Der eine hat sehr früh eine Bestzeit von 9:11 Stunden aufgestellt (und ist den Lesern dieser Zeitschrift gut bekannt). In den letzten Jahren sportlich kürzer getreten, brannte er nun wie eine Fackel für den Ironman in Hamburg. Der andere (Stammplatz auf Schwimmbahn 1 bei Hannover 96) brennt seit 20 Jahren wie ein Haufen Magnesium und hat eine Bestzeit von 9:37 Stunden.

 

Die Vorbereitung des Erstgenannten war in einem Blog zu verfolgen. Fahrrad wie Frodo, aerodynamisch optimiert, Trainingspläne mit mehr Intervallen als in seiner gesamten Laufbahn zuvor. Dazu: Konzentratnahrung und Gummibärchen. Ich war erstaunt und hatte kurze Zeit Angst, dass der noch schneller wird als vor 20 Jahren. Der andere: Veränderungsverweigerer. Radposition wie vor 20 Jahren. Trainingsgewohnheiten wie vor 20 Jahren. Laktatnehmerqualitäten auch wie vor 20 Jahren. Ach ja: Nahrungsergänzung fand höchstens in Form von Rotwein und gutem Käse statt. Geht das noch so im Jahre 2017? Ich hatte kurz Angst, dass er mit einem 26“-Rad und kurzer Badehose an der Alster aufläuft.

 

Bei meiner etwas einsamen Radausfahrt am Tag des Rennens war ich gedanklich bei den beiden alten Hasen.
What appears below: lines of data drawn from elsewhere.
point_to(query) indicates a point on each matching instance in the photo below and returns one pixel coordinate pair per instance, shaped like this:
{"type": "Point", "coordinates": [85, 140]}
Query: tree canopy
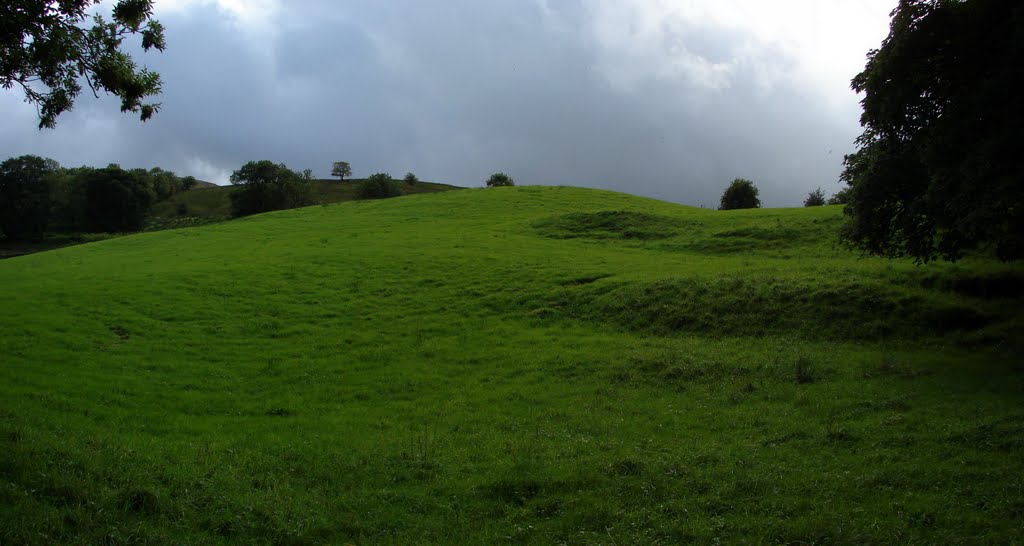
{"type": "Point", "coordinates": [815, 198]}
{"type": "Point", "coordinates": [25, 196]}
{"type": "Point", "coordinates": [46, 51]}
{"type": "Point", "coordinates": [499, 179]}
{"type": "Point", "coordinates": [741, 194]}
{"type": "Point", "coordinates": [264, 185]}
{"type": "Point", "coordinates": [939, 170]}
{"type": "Point", "coordinates": [341, 169]}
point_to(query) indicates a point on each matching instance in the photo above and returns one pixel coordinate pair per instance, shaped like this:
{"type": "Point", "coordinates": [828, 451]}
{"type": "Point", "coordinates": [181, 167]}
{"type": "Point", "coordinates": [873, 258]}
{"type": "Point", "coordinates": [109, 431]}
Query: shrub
{"type": "Point", "coordinates": [841, 198]}
{"type": "Point", "coordinates": [499, 179]}
{"type": "Point", "coordinates": [378, 185]}
{"type": "Point", "coordinates": [815, 199]}
{"type": "Point", "coordinates": [117, 200]}
{"type": "Point", "coordinates": [263, 185]}
{"type": "Point", "coordinates": [741, 194]}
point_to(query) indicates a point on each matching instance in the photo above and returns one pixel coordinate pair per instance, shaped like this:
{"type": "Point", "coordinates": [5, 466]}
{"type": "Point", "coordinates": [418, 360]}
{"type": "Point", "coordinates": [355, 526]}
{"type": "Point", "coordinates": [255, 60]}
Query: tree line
{"type": "Point", "coordinates": [37, 196]}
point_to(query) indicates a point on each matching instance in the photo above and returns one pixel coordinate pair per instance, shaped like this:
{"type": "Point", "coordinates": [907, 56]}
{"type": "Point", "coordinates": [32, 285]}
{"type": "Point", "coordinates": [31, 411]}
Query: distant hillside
{"type": "Point", "coordinates": [208, 202]}
{"type": "Point", "coordinates": [508, 366]}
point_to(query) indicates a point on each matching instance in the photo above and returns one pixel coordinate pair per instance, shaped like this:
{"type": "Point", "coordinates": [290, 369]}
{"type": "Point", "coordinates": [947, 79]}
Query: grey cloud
{"type": "Point", "coordinates": [455, 91]}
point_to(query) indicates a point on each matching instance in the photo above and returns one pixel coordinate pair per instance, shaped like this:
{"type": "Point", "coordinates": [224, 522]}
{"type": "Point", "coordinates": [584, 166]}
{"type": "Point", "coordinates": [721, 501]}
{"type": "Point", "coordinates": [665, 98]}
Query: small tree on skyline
{"type": "Point", "coordinates": [815, 199]}
{"type": "Point", "coordinates": [741, 194]}
{"type": "Point", "coordinates": [499, 179]}
{"type": "Point", "coordinates": [341, 169]}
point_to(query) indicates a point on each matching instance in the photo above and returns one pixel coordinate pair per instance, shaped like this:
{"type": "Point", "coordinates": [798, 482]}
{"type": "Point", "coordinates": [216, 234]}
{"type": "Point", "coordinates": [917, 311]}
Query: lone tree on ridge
{"type": "Point", "coordinates": [341, 169]}
{"type": "Point", "coordinates": [741, 194]}
{"type": "Point", "coordinates": [499, 179]}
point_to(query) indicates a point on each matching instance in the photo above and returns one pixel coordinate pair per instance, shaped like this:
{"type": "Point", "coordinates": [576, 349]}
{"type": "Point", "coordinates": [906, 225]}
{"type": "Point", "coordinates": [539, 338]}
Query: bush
{"type": "Point", "coordinates": [741, 194]}
{"type": "Point", "coordinates": [841, 198]}
{"type": "Point", "coordinates": [116, 200]}
{"type": "Point", "coordinates": [378, 185]}
{"type": "Point", "coordinates": [25, 196]}
{"type": "Point", "coordinates": [815, 199]}
{"type": "Point", "coordinates": [263, 186]}
{"type": "Point", "coordinates": [499, 179]}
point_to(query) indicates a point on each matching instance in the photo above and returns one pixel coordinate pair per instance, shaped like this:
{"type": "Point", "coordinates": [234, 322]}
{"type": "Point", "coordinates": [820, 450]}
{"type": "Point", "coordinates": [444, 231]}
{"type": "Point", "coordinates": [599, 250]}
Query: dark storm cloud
{"type": "Point", "coordinates": [457, 91]}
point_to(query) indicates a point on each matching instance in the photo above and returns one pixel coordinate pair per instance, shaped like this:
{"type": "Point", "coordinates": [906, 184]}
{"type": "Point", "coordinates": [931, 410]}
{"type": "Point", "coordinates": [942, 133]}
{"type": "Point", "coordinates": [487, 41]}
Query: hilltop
{"type": "Point", "coordinates": [208, 202]}
{"type": "Point", "coordinates": [527, 365]}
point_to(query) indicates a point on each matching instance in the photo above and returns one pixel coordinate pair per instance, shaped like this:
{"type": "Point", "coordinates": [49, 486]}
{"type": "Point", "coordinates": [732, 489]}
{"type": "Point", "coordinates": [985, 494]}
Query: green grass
{"type": "Point", "coordinates": [523, 365]}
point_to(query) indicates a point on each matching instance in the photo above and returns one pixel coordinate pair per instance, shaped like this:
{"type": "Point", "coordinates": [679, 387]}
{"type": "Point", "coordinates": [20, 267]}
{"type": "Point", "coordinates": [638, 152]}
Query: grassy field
{"type": "Point", "coordinates": [210, 203]}
{"type": "Point", "coordinates": [522, 365]}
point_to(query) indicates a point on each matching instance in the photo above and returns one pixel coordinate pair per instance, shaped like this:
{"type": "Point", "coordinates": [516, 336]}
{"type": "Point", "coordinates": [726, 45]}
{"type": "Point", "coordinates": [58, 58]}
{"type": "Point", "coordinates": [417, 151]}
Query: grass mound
{"type": "Point", "coordinates": [609, 224]}
{"type": "Point", "coordinates": [747, 305]}
{"type": "Point", "coordinates": [495, 366]}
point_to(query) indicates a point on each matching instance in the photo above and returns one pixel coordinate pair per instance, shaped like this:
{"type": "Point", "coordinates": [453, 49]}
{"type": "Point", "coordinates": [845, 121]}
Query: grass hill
{"type": "Point", "coordinates": [525, 365]}
{"type": "Point", "coordinates": [208, 202]}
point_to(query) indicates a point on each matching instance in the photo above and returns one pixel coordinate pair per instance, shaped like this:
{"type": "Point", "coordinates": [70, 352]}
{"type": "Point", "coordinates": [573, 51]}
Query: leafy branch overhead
{"type": "Point", "coordinates": [938, 170]}
{"type": "Point", "coordinates": [47, 49]}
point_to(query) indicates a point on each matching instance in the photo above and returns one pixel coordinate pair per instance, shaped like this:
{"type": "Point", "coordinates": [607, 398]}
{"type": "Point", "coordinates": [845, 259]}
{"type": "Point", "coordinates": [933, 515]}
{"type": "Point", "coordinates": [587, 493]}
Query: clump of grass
{"type": "Point", "coordinates": [804, 372]}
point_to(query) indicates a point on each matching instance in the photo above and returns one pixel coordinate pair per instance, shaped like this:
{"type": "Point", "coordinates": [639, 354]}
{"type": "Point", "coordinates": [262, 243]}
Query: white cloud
{"type": "Point", "coordinates": [814, 43]}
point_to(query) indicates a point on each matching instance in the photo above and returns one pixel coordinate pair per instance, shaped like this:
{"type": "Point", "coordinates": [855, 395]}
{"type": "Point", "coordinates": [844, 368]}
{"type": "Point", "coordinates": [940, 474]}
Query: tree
{"type": "Point", "coordinates": [25, 196]}
{"type": "Point", "coordinates": [341, 169]}
{"type": "Point", "coordinates": [46, 51]}
{"type": "Point", "coordinates": [938, 171]}
{"type": "Point", "coordinates": [117, 200]}
{"type": "Point", "coordinates": [741, 194]}
{"type": "Point", "coordinates": [815, 199]}
{"type": "Point", "coordinates": [378, 185]}
{"type": "Point", "coordinates": [840, 198]}
{"type": "Point", "coordinates": [263, 186]}
{"type": "Point", "coordinates": [499, 179]}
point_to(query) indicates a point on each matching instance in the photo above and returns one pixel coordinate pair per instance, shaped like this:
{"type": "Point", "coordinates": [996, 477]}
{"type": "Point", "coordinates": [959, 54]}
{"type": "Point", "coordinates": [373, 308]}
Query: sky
{"type": "Point", "coordinates": [664, 98]}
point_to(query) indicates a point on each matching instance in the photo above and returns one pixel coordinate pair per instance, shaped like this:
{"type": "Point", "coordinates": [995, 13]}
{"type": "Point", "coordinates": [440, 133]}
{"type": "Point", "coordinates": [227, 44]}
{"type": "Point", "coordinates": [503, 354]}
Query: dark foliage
{"type": "Point", "coordinates": [263, 186]}
{"type": "Point", "coordinates": [25, 196]}
{"type": "Point", "coordinates": [378, 185]}
{"type": "Point", "coordinates": [499, 179]}
{"type": "Point", "coordinates": [841, 198]}
{"type": "Point", "coordinates": [341, 169]}
{"type": "Point", "coordinates": [117, 200]}
{"type": "Point", "coordinates": [43, 45]}
{"type": "Point", "coordinates": [741, 194]}
{"type": "Point", "coordinates": [815, 199]}
{"type": "Point", "coordinates": [939, 168]}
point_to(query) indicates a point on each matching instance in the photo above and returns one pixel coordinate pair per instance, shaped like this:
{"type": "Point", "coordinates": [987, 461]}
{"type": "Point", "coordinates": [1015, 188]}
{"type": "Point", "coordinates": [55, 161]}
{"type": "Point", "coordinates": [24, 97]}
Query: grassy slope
{"type": "Point", "coordinates": [539, 365]}
{"type": "Point", "coordinates": [212, 202]}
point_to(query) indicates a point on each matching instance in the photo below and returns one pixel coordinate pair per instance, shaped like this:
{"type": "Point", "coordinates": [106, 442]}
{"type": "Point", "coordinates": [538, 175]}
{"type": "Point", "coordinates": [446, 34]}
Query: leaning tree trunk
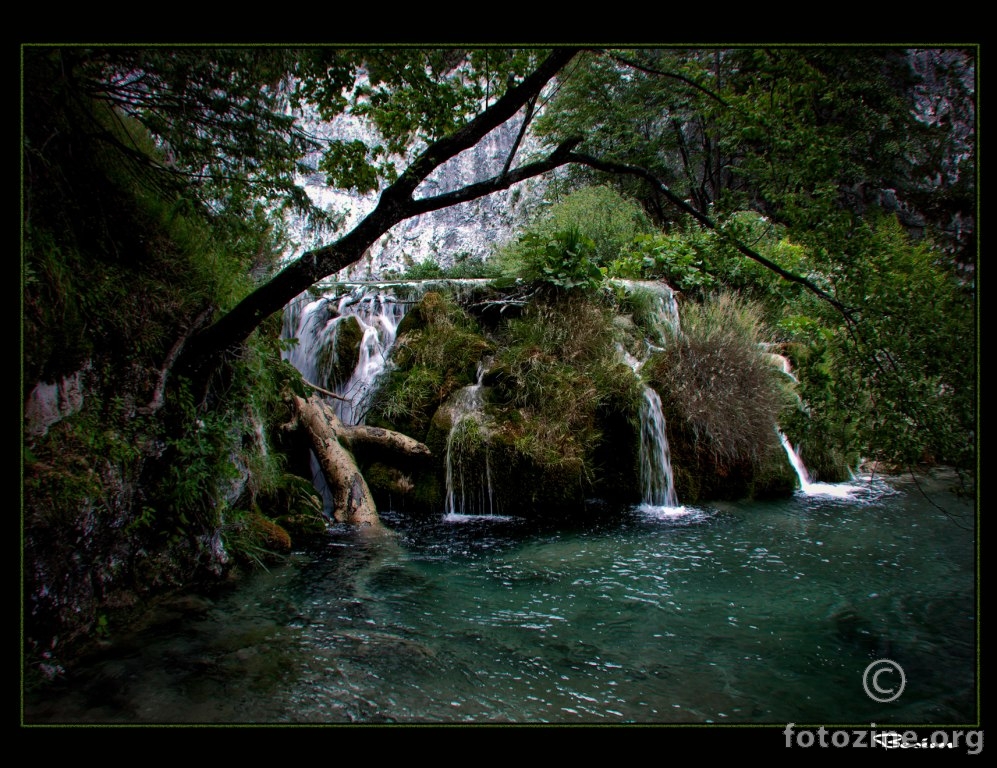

Ich fragte ich mich plötzlich, wer wohl – gemessen an den alten Bestzeiten – das Rennen machen würde. Hightech gegen good old times. So fühlte sich das für mich an, was die beiden gerade an der Alster veranstalteten.

 

Ich kam heim und sah die Ergebnisse auf meinem Laptop: Die beiden haben gekämpft wie die Großen, so viel war klar. Aber was kam heraus? Alte Bestzeit plus 29 Minuten beim ersten. Alte Bestzeit plus 27 Minuten beim zweiten. Da musste ich schon schmunzeln. Wenngleich der Optimierungsverweigerer in den Jahren zuvor wohl mehr trainiert hatte, waren die Ergebnisse erstaunlich ähnlich.

 

Es geht also. Notfalls auch mit den alten Methoden. Dann könnte man ja. Aber das ist ja nur die halbe Geschichte. Denn man muss nicht nur trainieren, sondern auch kämpfen und beißen wie früher. Und ich muss feststellen, dass ich nicht sicher bin, ob ich das nochmal so könnte. Ehrlich gesagt habe ich manchmal Angst, dass nicht. Frank, Robin: Chapeau!

 

Ihr Dr. Matthias Marquardt

 

MEIN TIPP:

Wer im Triathlon schon einmal alles gegeben hat, scheut sich oft, den alten Zeiten hinterher zu rennen. Wer es doch tut und sich stellt, hat unseren  Respekt verdient!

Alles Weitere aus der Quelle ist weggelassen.